Uni developing coronavirus test using lasers

A DIAGNOSTIC test using lasers being developed by James Cook University could determine if a patient is infected with COVID-19 within seconds.

JCU's Australian Institute of Tropical Health and Medicine (AITHM), in conjunction with the University of Queensland, has landed a $US100,000 research grant from the Bill and Melinda Gates Foundation to develop laser-based methods of rapid diagnosis of parasitic worm infections in humans.

Dr Paul Giacomin is working on laser diagnostic technology. 

Picture: Claudia Baxter
Dr Paul Giacomin is working on laser diagnostic technology.

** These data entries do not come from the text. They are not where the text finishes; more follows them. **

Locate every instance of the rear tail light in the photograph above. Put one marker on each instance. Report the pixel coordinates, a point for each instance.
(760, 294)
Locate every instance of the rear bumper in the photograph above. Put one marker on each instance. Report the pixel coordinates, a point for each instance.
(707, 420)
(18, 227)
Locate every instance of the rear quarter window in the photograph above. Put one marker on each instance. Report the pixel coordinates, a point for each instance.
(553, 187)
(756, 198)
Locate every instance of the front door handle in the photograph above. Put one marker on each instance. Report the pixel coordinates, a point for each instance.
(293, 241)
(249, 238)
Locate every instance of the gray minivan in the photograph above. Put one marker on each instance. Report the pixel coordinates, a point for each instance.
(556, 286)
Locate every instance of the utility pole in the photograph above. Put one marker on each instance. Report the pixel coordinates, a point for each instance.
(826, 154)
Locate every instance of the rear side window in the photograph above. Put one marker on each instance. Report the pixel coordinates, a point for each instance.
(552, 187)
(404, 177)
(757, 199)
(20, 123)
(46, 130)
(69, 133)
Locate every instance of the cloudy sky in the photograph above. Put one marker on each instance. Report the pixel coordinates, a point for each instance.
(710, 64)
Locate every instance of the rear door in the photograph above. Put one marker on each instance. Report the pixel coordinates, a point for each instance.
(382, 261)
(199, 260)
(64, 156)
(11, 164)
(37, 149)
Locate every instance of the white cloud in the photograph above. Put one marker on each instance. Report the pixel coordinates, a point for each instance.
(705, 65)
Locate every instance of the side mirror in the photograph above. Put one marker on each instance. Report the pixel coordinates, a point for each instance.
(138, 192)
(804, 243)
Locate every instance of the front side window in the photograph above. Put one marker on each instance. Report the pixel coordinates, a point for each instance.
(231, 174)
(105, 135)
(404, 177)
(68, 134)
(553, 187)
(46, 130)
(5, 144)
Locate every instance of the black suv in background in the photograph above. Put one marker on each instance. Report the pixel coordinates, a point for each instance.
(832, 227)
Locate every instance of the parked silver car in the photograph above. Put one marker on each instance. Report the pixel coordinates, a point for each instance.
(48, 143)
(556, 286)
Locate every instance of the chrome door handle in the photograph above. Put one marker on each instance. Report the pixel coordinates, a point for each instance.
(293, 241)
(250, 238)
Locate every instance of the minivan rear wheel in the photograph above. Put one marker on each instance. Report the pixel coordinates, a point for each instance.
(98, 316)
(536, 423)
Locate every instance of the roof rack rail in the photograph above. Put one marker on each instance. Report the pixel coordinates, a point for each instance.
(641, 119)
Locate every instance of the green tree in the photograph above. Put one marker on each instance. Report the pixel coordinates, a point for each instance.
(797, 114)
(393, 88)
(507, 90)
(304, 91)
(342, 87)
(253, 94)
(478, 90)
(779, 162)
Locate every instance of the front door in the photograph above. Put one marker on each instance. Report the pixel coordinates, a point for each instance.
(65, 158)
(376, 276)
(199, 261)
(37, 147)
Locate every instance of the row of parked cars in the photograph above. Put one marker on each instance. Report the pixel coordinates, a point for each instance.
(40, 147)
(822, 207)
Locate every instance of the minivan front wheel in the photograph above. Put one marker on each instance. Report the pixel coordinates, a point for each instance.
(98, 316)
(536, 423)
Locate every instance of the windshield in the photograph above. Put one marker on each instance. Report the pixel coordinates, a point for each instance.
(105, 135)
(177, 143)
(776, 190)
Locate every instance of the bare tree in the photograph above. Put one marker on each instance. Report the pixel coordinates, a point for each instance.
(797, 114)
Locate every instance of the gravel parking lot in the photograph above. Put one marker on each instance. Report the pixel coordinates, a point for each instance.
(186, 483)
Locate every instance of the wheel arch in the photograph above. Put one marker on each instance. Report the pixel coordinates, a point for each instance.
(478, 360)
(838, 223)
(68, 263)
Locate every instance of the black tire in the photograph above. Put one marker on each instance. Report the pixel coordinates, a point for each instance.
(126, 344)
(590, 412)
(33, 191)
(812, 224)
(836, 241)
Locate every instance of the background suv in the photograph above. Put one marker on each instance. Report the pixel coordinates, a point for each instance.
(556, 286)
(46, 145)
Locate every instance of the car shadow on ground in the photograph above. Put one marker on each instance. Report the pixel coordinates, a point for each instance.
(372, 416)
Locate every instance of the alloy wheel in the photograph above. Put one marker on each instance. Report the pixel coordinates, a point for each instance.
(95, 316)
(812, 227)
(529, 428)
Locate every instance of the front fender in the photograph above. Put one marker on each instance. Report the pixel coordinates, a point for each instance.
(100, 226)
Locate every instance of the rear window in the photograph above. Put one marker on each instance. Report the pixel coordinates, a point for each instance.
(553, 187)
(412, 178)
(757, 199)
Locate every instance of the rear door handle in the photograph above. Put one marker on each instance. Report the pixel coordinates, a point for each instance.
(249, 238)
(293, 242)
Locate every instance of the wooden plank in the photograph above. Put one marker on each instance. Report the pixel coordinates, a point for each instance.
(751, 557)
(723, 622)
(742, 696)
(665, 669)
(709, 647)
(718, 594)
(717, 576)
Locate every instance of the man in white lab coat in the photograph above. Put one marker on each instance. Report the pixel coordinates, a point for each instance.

Picture: Claudia Baxter

The technology, using near infra-red (NIR) spectroscopy, has already been shown to effectively determine whether mosquitoes are carrying zika virus.

Cairns-based project leader Dr Paul Giacomin, from the AITHM, said the technology would allow clinicians to rapidly diagnose patients infected with other pathogens, including parasitic worms and viruses, using lasers.


"It can be very messy and laborious to diagnose a person infected with a worm - it can take a couple of days," he said.

"The advantage of this technology is you can take a blood sample, for example, and shine this laser on it and you can measure the light that comes out of the sample, which should, in theory, allow you to distinguish what a person is infected with, how much a person is infected, and whether a person is infected with multiple things."

He said the technology could also have other applications within healthcare, such as diagnosing a patient with a coronavirus infection within seconds.

"At the moment, when people get a swab to test them for coronavirus, it can take 2-3 days," he said.

"It's similar to a worm infection … where a specimen is taken to a lab, DNA is extracted.

"What we're trying to think of, is a point of care diagnostic as opposed to giving a sample and finding out what the infection is, a week later."

It could take some years, however, before a COVID-19 rapid diagnostic test using NIR spectroscopy can be developed for clinical use.

Dr Giacomin said the research grant JCU had received from the Gates Foundation was to develop a proof-of-concept.

"The way that we're doing it, we're not going into the field to see whether it works," he said. "We're using control samples in a very simple setting.

"It's still a number of years away from being developed.

"But the tools we need for this are fairly simple: it's just a spectrometer.

"We just need ways of processing and collecting these samples, so that a pathology lab - which already has these spectrometers - can appropriately analyse it."

It's not the first time JCU has received a grant from the Gates Foundation.

The AITHM's research on developing a vaccine for malaria has been funded by the charity, and the organisation has also helped fund dengue control work.